By the film's climax the division of reality and fantasy has all but disappeared. Individual dreams merge into a unanimous explosion of absurd, carnivalesque surrealism that frightens and thrills in equal measure. The impossible becomes possible: Paprika hurtles into a television screen only to gracefully spring from the lens of the recording camera; a giant baby tears through an office block as a parade of kitchen appliances march by unperturbed.
The sense of an impending collapse of reality is further highlighted by Kon's post-modern allusions to the mechanisms and history of cinema. In addition to Atsuko's search, detective Toshimi Konakawa is conducting his own investigation into the DC Mini's theft. Haunted by dreams of a circus troupe of distorted doppelgangers, Konakawa repeatedly plummets through a breakneck dream sequence of generic Hollywood scenarios: he swings Tarzan-like under a jungle canopy, tussles aboard a careening train, and photographs a dysfunctional get-together. Tellingly, Paprika uses films as an analogy for dreams. Here, it seems Hollywood's dream factory reaches far beyond the multiplexes.
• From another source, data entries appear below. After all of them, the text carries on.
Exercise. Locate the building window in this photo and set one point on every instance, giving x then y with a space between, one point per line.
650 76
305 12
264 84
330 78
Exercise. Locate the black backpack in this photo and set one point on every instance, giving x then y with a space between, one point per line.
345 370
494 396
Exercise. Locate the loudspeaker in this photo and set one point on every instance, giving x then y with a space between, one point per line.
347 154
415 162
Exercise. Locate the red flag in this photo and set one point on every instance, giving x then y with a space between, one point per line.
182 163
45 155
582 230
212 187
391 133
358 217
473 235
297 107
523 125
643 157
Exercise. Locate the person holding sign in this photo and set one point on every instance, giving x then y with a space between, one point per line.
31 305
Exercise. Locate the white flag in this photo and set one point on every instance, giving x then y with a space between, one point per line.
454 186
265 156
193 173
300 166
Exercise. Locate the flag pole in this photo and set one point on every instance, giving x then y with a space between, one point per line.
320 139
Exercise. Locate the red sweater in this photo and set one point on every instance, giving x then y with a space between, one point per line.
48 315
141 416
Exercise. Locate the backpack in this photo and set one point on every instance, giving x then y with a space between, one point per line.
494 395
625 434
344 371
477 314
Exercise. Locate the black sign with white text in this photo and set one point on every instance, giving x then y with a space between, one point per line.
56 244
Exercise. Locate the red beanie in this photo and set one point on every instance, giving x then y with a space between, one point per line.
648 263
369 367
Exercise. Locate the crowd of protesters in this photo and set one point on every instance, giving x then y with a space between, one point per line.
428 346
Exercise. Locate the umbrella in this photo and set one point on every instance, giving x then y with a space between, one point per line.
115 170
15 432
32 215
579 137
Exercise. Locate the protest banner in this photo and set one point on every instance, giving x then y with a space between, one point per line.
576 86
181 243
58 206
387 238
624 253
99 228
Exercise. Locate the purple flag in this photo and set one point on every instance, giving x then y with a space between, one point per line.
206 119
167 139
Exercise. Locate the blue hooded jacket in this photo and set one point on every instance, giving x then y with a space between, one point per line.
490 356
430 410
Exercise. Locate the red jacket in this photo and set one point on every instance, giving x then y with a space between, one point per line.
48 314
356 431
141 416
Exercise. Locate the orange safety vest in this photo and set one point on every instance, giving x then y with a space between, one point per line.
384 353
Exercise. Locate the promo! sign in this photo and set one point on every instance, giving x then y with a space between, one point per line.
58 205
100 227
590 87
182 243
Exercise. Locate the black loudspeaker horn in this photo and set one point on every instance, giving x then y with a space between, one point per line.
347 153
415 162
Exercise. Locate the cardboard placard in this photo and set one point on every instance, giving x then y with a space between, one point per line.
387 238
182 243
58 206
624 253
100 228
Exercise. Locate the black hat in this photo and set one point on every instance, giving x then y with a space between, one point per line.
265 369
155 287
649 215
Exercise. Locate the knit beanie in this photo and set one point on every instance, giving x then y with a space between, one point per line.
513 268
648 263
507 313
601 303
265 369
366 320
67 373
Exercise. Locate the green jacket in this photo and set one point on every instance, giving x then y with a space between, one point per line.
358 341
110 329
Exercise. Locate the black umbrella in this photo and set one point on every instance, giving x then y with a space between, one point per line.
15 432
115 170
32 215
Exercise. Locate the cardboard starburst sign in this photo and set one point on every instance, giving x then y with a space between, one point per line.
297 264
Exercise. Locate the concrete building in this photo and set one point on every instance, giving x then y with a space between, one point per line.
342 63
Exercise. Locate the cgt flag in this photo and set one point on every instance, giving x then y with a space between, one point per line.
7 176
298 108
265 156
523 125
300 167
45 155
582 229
Furthermore, the genesis of Konakawa's recurring dream is later revealed to stem from his teenage experiences as an amateur filmmaker. Images from his only 8-mm short have become entangled with details of a real life homicide. Later Konakawa visits a movie theatre where events taking place in a dream are playing on screen: in one of the film's more menacing scenes, Paprika is pinned to an examination table as a probing hand snakes under her skin. Konakawa forces himself through the cinema screen, frees Paprika and kisses her to rapturous applause. As in the films he was subconsciously re-enacting, Konokawa assumes the role of the hero and, as a result, eventually cures his neuroses. Films, dreams and reality overlap repeatedly.
Kon began his career as a background artist (Roujin-Z, Patlabor 2, Memories) renowned for injecting a staggering level of lived-in detail into each of his compositions. Take, for example, the apartment of Paprika's prime suspect: toys are piled in mountainous heaps, cables flow freely from electrical appliances, dishes sit unwashed in an unkept sink, and assorted debris litters the floor to wonderful effect. Throughout his features Kon has also developed a keen ability to utilize live-action cinematic techniques leading many to question his choice of medium. Why anime? Simply put, anime allows Kon a seamless blend of the real and unreal. From Perfect Blue onwards, the juxtaposition of meticulously detailed realism with flourishes of the surreal has become a hallmark of Kon's work. Mundane everyday events sit tantalisingly close to terrifying descents into the mind and exhilarating leaps into the unknown. Deftly shifting between the two is perhaps Kon's greatest strength as a filmmaker.